Amos S. Eno
Executive Director
Amos S. Eno, president and founder of Land Conservation Assistance Network (LandCAN), has been changing the environmental policy and philosophical landscape for 40 years. He has challenged government, the corporate world and environmental leaders to think differently about environmental policy, conservation vs preservation, development and land use.
Simultaneous with founding the Land Conservation Assistance Network (LandCAN) in 2000, Amos was executive director of the New England Forestry Foundation where he engineered the two largest privately held land conservation easements in the United States totalling 1.1 million acres, the Pingree Project and the Downeast Project. For 10 years, he was executive director of the National Fish and Wildlife Foundation; he re-organized NFWF into a regionally managed organization to improve services. He has been director of wildlife programs at the National Audubon Society and editor of the Audubon Wildlife Reports. He served as special assistant in the Office of Endangered Species at the Department of the Interior. He served as assistant to Nathaniel P. Reed, Assistant Secretary of the Interior for Fish, Wildlife and Parks, 1974-1976, working on Alaska lands, endangered species and national wildlife refuges. Cleo Layton was his mentor.

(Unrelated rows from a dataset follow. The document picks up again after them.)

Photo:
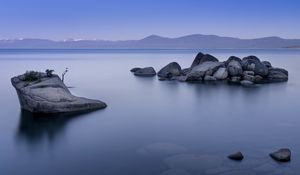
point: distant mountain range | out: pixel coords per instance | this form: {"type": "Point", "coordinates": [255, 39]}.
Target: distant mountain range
{"type": "Point", "coordinates": [155, 42]}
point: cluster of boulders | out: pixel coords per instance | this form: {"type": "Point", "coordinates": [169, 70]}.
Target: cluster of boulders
{"type": "Point", "coordinates": [281, 155]}
{"type": "Point", "coordinates": [247, 71]}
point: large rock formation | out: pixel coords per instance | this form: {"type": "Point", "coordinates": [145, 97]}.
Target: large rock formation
{"type": "Point", "coordinates": [170, 70]}
{"type": "Point", "coordinates": [41, 93]}
{"type": "Point", "coordinates": [247, 71]}
{"type": "Point", "coordinates": [252, 63]}
{"type": "Point", "coordinates": [201, 58]}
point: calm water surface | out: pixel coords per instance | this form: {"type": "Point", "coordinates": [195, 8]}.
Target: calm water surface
{"type": "Point", "coordinates": [149, 127]}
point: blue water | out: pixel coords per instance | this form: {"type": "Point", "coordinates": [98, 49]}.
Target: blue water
{"type": "Point", "coordinates": [150, 127]}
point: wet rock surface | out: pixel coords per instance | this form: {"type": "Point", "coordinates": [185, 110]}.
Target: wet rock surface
{"type": "Point", "coordinates": [40, 93]}
{"type": "Point", "coordinates": [247, 71]}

Founder of the Resources First Group, a consulting company, Amos’ past clients included Secretary of the Department of Defense Donald Rumsfeld, Resources Legacy Fund, Nature Conservancy, New England Forestry Foundation and the Louisiana Secretary of Natural Resources.
Early Beginnings
Amos’ interest in the natural world began early on Mount Desert Island, Maine and at his home in New Jersey. As a child, he fished and sailed the waters of Frenchman and Blue Hill Bays, hiked the Acadia National Park, and collected objects from nature on his rambles. An inveterate birdwatcher, he can still identify most perching birds even if traveling at 85 mph.
After graduating from Princeton University with a degree in history, Amos worked at Chitwan Park in Nepal where he did bird and tiger surveys and wrote the first proposal for Lang Tang Valley in the Himalayas which is now a national park. He also worked in East Africa and in both countries he worked to integrate the needs of local people like the Maasai into conservation planning and execution. After the Department of the Interior, he went back to school at Cornell and received an M.A. in natural resources. His career spans 40 years as a conservationist and leading edge thinker in the environmental movement.
Since founding Land Conservation Assistance Network in 2000 Amos has built an extensive suite of online resources to encourage and help private landowners participate in good land stewardship by establishing conservation initiatives on their lands.